Legislation: Elected delegates, along with members of the leading quorums and orders of the church, will consider numerous policy changes and, in some cases, make recommendations to the First Presidency and/or prophet-president. Many proposals originated in mission centers (similar to LDS stakes) or national churches. Delegates will have opportunities to discuss legislation in smaller information gatherings. Legislative sessions will not be streamed online for the general public but available for people who register. A few delegates, unable to obtain visas, will participate online.

  • Climate Crisis: directing all jurisdictional levels to take responsibility for reducing carbon emissions, using a gospel perspective rather than partisan political platforms.
  • Doctrine & Covenants Section 116: Possibly moving this section (originally dated 1865) to a historical appendix because of what some now believe is its rascist approach to ordaining black men. (I wrote about this in a previous W&T blog post.)
  • Racial Justice: Acknowledging that racism is a sin, calling for renewed commitment in church and in national cultures to eliminate institutional racism.
  • Budget & Audit Process: To ensure even greater transparency in printed publications and online.
  • New Organizational Units: To authorize and organize additional forms of units (national, other than physical boundaries, or nongeographical designations), and encouraging online ministries and communities.
  • Baptism & membership: Request the prophet-president to seek guidance regarding possibly changing the minimal baptismal age from eight years.
  • Universal Screipture Access: Request First Presidency to look into providing digital editions of scripture at no charge.
  • Resolution on Marriage: Allows for some international contexual application (for example, Haitian immigrants to the Dominican Republic cannot get citizenship and get married, and therefore cannot be ordained).
  • Opposing Christian Zionism: Calling for CofC to reject any historical complicity in the narrative of Christian Zionism (which has similar roots to Christian Nationalism), thereby asking the First Presidency to promote eductional materials and advocacy tools.
  • Compassion for Refugees/UN World Refugee Day: Seeking solidarity and coordination with the UN World Refugee Day on June 20 (this would be similar to the church’s annual Racial Justice Day in January)

Discernment Process: Conference-goers will also engage in small- and large-group discernment activities related to President Stephan Veazey’s recent announcement that he will retire at the June 2025 World Conference.

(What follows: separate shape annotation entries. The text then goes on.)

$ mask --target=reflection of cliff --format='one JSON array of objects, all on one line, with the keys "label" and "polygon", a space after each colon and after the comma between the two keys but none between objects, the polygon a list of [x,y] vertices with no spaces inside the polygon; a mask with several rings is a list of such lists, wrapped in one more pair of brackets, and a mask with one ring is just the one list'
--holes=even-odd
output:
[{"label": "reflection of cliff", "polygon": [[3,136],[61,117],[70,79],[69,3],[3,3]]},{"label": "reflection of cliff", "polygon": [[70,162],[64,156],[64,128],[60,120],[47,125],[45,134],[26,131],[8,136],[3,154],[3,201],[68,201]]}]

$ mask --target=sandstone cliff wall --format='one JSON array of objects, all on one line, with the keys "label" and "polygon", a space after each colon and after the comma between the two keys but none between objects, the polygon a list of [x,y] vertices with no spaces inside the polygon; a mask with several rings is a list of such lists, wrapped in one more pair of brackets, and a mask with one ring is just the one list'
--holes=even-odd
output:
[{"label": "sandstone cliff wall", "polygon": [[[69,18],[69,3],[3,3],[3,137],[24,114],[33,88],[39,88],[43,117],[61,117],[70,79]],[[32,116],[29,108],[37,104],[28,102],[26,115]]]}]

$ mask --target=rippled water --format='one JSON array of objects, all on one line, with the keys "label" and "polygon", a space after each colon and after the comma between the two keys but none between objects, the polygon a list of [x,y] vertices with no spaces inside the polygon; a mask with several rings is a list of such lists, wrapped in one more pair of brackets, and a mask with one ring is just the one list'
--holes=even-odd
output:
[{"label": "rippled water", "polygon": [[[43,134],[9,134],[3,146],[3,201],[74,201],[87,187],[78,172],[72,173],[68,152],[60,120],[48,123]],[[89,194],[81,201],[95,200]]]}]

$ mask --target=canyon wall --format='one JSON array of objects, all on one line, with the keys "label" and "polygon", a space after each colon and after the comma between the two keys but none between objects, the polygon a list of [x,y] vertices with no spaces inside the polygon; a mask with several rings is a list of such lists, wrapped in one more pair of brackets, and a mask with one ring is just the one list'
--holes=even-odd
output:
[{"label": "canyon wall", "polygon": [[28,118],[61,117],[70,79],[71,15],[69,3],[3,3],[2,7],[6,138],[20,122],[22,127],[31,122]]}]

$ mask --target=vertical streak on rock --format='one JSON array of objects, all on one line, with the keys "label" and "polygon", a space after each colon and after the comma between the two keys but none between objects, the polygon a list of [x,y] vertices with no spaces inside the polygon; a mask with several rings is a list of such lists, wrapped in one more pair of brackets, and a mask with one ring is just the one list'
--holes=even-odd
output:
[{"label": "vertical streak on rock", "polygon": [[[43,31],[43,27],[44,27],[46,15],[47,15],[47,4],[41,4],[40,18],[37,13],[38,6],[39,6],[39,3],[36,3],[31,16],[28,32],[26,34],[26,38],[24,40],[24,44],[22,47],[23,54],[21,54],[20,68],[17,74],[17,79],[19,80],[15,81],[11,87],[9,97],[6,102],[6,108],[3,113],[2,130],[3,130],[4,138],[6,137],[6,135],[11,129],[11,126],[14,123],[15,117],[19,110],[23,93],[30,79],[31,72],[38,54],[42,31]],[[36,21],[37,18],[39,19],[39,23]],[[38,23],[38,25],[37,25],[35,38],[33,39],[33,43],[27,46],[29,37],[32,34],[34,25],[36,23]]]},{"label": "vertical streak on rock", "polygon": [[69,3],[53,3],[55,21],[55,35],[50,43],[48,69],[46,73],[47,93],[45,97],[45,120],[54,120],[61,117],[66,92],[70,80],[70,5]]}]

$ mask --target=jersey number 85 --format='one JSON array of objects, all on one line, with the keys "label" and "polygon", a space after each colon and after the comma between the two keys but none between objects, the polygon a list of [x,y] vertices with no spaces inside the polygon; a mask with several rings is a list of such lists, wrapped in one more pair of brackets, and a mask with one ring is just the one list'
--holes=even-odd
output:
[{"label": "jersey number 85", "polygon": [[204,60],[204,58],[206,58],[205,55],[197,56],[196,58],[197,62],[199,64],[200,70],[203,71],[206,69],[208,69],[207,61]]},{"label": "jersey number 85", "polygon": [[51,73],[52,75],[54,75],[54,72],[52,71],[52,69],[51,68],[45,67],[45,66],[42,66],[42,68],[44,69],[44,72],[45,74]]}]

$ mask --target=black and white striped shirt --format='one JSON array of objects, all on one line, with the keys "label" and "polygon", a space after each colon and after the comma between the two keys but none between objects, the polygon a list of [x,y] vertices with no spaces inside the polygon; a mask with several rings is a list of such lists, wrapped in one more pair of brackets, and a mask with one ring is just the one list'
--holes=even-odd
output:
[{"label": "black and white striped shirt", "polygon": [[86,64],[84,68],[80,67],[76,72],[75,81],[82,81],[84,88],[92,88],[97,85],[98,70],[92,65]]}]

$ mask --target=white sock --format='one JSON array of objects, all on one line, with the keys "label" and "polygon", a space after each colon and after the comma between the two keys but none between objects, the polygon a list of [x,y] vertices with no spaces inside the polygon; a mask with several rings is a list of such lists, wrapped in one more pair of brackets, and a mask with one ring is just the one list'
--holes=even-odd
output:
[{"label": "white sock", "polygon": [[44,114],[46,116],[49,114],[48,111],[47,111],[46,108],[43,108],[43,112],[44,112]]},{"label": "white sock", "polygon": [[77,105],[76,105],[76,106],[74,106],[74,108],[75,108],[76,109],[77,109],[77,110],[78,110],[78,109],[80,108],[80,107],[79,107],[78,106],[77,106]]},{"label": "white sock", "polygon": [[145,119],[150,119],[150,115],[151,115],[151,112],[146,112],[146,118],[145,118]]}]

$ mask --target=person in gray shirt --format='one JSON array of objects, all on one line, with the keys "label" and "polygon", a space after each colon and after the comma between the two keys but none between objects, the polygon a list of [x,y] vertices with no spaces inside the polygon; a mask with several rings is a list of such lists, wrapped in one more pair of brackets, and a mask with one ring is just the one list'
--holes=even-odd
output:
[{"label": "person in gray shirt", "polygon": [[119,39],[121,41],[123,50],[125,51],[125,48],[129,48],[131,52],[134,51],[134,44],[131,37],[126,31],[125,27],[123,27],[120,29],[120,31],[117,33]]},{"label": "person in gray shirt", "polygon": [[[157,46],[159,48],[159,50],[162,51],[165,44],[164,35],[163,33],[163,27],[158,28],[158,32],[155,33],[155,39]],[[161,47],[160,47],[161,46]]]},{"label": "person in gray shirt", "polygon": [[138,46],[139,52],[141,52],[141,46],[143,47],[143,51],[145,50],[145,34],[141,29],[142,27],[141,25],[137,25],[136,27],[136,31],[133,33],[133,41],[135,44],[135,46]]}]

After a churchwide discernment process, he is expected to announce his successor in Spring 2024. More on that here.

  • Which legislative item interests (or possibly intrigues) you the most? Why? Can you relate it to an LDS context?
  • With upcoming ordinations, this marks the first time there will be an equal number of men and women in the Council of Twelve Apostles, as well as a majority of apostles born outside the USA. What might that mean for Community of. Christ going forward?
  • One legislative item calls for new forms of congregational units/communities, both physically present and online. Imagine what those might look like. How does that change the concept of church?

Photo Credit: Brian Seever of Quimby Pipe Organs took this photo after tuning the antiphonal organ at the rear of the Auditorium conference chamber, looking out over the horizontal trumpet en chamade pipes. His company maintains and tunes the Auditorium’s Aeolian-Skinner organ and the Casavant organ in the Temple.